Table 1. ${\pi }^{-}$/${\pi }^{+}$ ratio at $E_{beam}=300$ A MeV.

b	${}^{206}$Hg + ${}^{208}$Pb	${}^{206}$Hg (Bubble) + ${}^{208}$Pb	${}^{206}$Hg (Bubble) + ${}^{206}$Hg (Bubble)
0 fm	3.18 (±0.11)	3.10 (±0.08)	3.30 (±0.10)
3 fm	3.18 (±0.11)	3.22 (±0.06)	3.23 (±0.07)
6 fm	3.32 (±0.10)	3.08 (±0.16)	3.37 (±0.17)

. Table 1 indicates that the ratio depends on the bubble structures of the colliding nuclei. However, considering the size of our current error bars, again a more thorough study is needed to reach a more definite conclusion.

4. Summary and Discussion

We investigated the possible effects of the nuclear bubble structure in heavy-ion collisions at a few tens and hundreds A MeV. We first calculated the bubble structure of ${}^{206}$Hg using the RCHB theory [21,22,23] and studied ${}^{206}$Hg + ${}^{208}$Pb and ${}^{206}$Hg + ${}^{206}$Hg reactions in the DJBUU code [19,20]. For the initialization of the bubble nucleus, we noticed that due to the finite width of the test particles we needed to modify nucleon density profiles slightly so that the actual density profiles could match the RCHB profiles.

We observed that the maximum density of the nuclear matter produced during the ${}^{206}$Hg + ${}^{208}$Pb reaction was smaller with a bubble structure in ${}^{206}$Hg, which was consistent with the observation made in Ref. [2] with a hypothetical bubble nucleus. We checked if the directed flow of nucleons and the ${\pi }^{-}/{\pi }^{+}$ ratio could serve as good probes to test the effects of the bubble structure in heavy-ion reactions. We did observe the expected differences in the directed flow and ${\pi }^{-}/{\pi }^{+}$ ratio in ${}^{206}$Hg (nonbubble) + ${}^{208}$Pb and ${}^{206}$Hg (bubble) + ${}^{208}$Pb reactions. However, in order to show clearly whether or not the directed flow and/or the charge pion ratio were good observables for the effect of the bubbles, we need to conduct more extensive studies. For example, one should check whether or not employing some other initial state models, parameter sets, mean field potentials or different transport models can also change $v_1$ and ${\pi }^{-}/{\pi }^{+}$ in a similar way. Furthermore, one may consider very light nuclei as a beam and/or target to see the effects of bubble structure in heavy-ion collisions more clearly.
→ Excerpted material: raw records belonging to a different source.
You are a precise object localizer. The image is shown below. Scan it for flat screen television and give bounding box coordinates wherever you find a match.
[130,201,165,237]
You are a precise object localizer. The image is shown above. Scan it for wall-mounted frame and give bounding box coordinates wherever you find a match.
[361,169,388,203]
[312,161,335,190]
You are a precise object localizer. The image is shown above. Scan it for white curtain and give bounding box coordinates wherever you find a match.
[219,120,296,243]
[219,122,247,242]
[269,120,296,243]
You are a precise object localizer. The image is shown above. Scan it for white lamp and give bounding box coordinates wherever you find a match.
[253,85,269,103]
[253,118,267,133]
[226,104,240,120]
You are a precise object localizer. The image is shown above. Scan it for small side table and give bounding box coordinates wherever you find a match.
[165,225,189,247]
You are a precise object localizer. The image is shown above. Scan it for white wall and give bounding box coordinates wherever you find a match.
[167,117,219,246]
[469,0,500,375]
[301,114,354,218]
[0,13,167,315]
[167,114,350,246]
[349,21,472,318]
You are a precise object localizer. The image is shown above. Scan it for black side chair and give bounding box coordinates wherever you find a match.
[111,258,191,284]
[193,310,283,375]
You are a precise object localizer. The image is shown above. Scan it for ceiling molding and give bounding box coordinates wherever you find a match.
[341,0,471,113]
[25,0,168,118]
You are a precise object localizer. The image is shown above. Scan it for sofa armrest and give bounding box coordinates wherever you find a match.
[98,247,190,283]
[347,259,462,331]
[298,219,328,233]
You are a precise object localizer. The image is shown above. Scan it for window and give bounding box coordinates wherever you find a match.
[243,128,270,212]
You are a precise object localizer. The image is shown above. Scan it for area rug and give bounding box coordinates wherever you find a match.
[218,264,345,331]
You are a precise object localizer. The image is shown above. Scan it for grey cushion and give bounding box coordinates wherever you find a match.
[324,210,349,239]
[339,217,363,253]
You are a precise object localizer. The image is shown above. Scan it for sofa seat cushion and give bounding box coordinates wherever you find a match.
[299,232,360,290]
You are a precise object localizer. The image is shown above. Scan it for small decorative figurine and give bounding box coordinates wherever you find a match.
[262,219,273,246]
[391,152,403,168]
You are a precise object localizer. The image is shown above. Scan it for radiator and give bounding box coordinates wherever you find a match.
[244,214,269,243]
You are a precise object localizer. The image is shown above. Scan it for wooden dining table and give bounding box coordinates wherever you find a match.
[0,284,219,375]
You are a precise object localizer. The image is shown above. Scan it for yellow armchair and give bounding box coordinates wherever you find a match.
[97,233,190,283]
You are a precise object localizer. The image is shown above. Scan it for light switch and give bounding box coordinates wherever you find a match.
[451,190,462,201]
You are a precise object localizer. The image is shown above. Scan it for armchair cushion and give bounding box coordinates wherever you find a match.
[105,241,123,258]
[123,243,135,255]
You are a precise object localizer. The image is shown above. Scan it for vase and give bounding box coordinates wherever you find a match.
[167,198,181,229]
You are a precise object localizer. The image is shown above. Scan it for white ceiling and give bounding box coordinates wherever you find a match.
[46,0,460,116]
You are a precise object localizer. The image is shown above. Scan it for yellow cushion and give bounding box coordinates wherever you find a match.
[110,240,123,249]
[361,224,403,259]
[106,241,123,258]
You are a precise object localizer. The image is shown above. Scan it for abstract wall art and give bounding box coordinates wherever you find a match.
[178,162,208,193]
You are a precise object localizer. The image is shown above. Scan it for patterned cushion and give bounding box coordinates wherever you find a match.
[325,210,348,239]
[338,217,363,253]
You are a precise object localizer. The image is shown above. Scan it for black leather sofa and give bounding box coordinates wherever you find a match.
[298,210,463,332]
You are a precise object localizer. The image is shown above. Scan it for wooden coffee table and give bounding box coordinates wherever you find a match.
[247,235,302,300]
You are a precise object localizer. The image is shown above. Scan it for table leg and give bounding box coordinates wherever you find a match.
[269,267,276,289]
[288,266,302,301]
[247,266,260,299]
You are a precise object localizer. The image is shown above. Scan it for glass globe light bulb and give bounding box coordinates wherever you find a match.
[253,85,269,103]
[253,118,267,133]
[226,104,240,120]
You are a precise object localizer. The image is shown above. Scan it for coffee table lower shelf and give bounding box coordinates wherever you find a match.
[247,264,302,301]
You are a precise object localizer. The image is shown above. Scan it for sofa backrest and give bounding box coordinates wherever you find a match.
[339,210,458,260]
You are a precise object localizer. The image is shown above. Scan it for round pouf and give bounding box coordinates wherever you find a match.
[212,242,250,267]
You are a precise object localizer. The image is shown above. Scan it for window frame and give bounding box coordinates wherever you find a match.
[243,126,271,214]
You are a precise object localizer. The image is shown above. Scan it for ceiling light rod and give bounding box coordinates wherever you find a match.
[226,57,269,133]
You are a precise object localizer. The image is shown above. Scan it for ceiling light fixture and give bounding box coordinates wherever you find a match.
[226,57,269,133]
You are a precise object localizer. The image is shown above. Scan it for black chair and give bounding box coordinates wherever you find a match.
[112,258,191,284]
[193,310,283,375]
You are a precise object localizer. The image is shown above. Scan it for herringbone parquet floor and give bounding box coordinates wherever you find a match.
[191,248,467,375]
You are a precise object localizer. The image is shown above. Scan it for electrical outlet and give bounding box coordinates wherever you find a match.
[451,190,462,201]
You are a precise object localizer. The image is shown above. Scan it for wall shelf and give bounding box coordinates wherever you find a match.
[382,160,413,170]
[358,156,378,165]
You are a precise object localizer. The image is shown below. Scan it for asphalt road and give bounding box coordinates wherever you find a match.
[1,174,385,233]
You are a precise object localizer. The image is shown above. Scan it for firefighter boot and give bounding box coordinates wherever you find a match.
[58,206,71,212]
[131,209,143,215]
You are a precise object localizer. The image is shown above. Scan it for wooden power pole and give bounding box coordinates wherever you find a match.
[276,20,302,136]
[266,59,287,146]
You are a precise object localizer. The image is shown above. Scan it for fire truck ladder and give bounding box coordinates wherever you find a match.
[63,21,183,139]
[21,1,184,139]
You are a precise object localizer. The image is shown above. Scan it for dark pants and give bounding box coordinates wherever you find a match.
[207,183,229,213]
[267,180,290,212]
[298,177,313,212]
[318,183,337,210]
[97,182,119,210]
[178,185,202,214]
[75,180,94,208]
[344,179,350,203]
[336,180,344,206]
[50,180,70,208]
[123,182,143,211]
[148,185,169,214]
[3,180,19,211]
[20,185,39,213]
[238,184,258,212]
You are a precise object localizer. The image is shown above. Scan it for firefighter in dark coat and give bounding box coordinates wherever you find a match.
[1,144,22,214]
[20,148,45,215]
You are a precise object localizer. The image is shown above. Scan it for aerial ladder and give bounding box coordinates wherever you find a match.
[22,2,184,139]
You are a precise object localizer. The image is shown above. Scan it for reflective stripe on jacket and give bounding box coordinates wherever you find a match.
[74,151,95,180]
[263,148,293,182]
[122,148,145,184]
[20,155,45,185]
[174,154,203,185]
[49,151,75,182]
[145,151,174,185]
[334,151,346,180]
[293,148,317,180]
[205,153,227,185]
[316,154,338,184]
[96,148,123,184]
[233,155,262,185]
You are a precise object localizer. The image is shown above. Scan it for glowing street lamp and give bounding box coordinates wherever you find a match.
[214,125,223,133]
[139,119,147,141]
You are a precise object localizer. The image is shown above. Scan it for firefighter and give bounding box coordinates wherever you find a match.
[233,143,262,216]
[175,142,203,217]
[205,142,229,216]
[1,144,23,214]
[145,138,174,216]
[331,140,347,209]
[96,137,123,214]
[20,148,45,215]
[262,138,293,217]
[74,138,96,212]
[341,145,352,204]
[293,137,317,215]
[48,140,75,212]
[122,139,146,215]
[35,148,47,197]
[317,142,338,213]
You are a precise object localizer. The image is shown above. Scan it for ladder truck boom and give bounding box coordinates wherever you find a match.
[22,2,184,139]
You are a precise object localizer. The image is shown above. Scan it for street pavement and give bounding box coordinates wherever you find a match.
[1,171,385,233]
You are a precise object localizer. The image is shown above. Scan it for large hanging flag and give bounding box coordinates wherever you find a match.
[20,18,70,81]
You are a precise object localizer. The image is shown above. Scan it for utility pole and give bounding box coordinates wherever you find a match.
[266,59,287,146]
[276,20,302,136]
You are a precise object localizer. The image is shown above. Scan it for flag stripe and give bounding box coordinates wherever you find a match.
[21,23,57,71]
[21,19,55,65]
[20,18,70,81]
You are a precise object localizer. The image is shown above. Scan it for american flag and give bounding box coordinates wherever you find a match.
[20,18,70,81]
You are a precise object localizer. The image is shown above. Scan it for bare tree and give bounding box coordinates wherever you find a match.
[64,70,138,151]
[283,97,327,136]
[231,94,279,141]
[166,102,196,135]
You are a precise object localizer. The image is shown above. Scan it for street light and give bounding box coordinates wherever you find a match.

One practical difficulty is that as discussed previously, due to the finite width of the test particles, there always exists a finite density contribution to the central density by nearby nucleons (test particles), which makes it difficult to initialize the bubble nuclei. For light nuclei, we observe that realizing a bubble nucleus is even more difficult since the test particles in a light nucleus tends to congregate near the center of the nucleus. One way to overcome this practical hindrance may be to use a very small width of the test particle and optimize the transport model to reasonably describe heavy-ion collisions. We leave that for our future studies.

Looking ahead, it will be interesting to investigate the effects of other exotic nuclear properties such as shape coexistence on heavy-ion collisions within our simulation framework.